Time Management in Oaxaca: An Academic Lucha Libre

Working in Mexico, while at times frustrating, carried with it a sense of fulfillment that I don’t believe I could have obtained working at a similar position within the states.  Relating to both language and culture, I was confronted everyday with issues that I had never encountered before.  Throughout the entire course of my stay, there was the constant joke that there was American time, and then there was Mexican time.  The former was prompt, efficient, and carried with it a sense of responsibility.  The latter however, was rather flexible, unreliable, and generally more of an obscure concept that had no strict rules.   For months, I found Mexican time to be frustrating.  It wasn’t until I slowed down, adapted, and began to roll with the punches that I began to find Mexican time to be fascinating.

Perhaps what illustrates this best is the process I went through in developing my thesis topic.  Like many people, I began with an idea that was: a) too broad according to my professors, b) “interesting” according to INSO’s director, and c) perfectly reasonable in my own mind.  However, after working hard for a few weeks, I had narrowed the idea down to something viewed as more reasonable by all the parties previously mentioned.  During these first few weeks of research, I was functioning mostly as an individual unit, conducting research on my own and developing survey materials to use later on.  These were simple times of pleasantly productive work, but all simple times must come to an end.  My surveys required me to gain permission from the community leaders of those locations where I wanted to work.  Although this sounds simple, it entailed scheduling trips up to the communities, meetings with the leaders, and of course the signing of IRB consent forms.  Then, repeat these steps with each individual household in question.  I was no longer functioning on my own schedule, my own “American” time regiment if you will.  It was at this point in time that the fate of my success lay partially in the hands of a man named Francisco, an INSO employee who is on a first name basis with every community official, villager, and burro in the Central Valleys region of Oaxaca.

Plans were made with Francisco, simple plans to be taken to these communities in order to be formally introduced to community leaders and to dive into my research at full speed.  However, a chuck of autonomy over my work had been taken away.  I was no longer working on my own schedule.  I was in Mexico, and working an Oaxacan who functioned on Mexican time.  Our first plans fell through, due to some important business that arose on Francisco’s part.  Unfortunately for me this meant an unproductive day of sitting around, waiting for the INSO truck to show up (which it never did).  Plans two went similarly, as did rounds three, four, and five. However, with each progressive failure, I was slightly more prepared.  Rather than sit and wait for Francisco, I would sit and work, deep in my research.
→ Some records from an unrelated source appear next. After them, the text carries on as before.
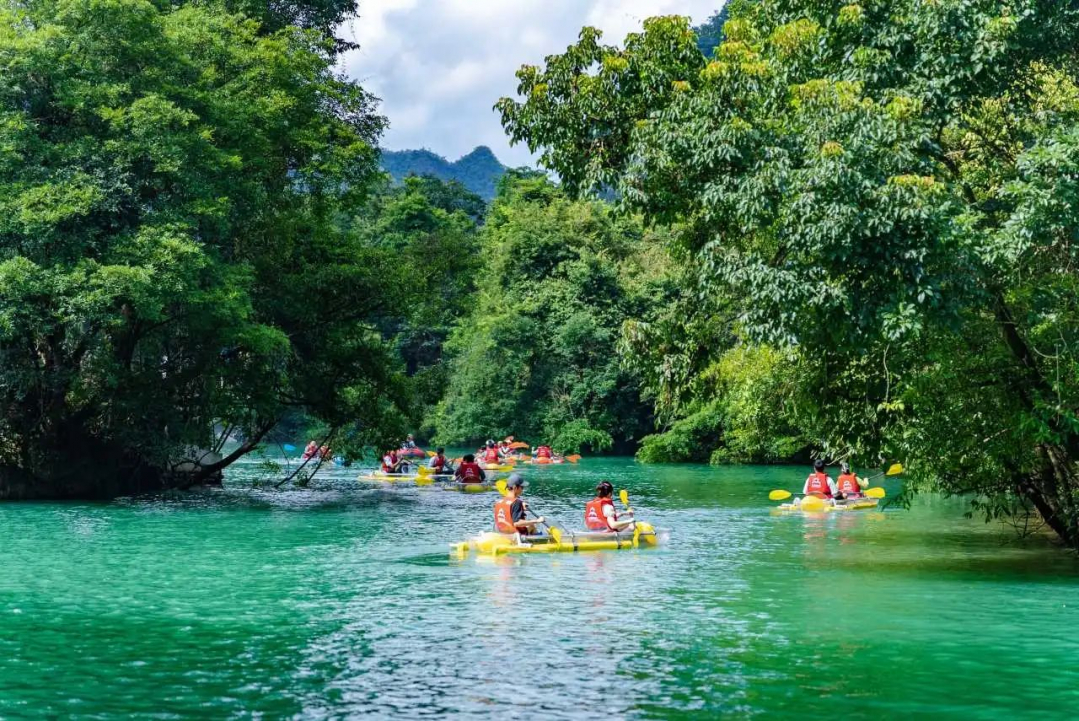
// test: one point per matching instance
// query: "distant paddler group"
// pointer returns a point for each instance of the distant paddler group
(848, 492)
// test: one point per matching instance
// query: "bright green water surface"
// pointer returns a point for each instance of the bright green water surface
(341, 600)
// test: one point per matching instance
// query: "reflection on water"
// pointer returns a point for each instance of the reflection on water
(341, 599)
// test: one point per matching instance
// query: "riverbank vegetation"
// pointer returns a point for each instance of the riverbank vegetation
(883, 191)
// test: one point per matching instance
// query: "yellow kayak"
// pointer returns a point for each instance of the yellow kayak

The down side of all this was that Francisco and I never made it out to the communities, which subsequently put a damper on my thesis idea.  The upside is that I eventually learned to work effectively within the system that I was functioning.  By the time failure number five had arrived, I had done enough research to write an entirely new literature review, had three or four back-up ideas, and also about half the data I needed to follow through with any one of them.  To put it simply, I had regained the sense of self-efficacy over my work that I had lost when incorporating outside parties into my research.

Work is not inherently more inefficient in Mexico; it simply requires you to think on your feet a little bit more.  Rather than scheduling a day rigidly, you must account for various gaps and random snippets of free time. Accordingly, you must schedule your work to be flexible, you must always have something you may pick up for twenty minutes, and must always be ready to drop what you have in order to grasp an opportunity that has finally arrived, and may not arrive again for quite some time.  Although this may seem to be a rather simple skill, I would argue that it is an infinitely important one.  At its root, it revolves around time management, but being in Mexico forces you to practice time management in an environment where time is, as I said, a rather obscure concept.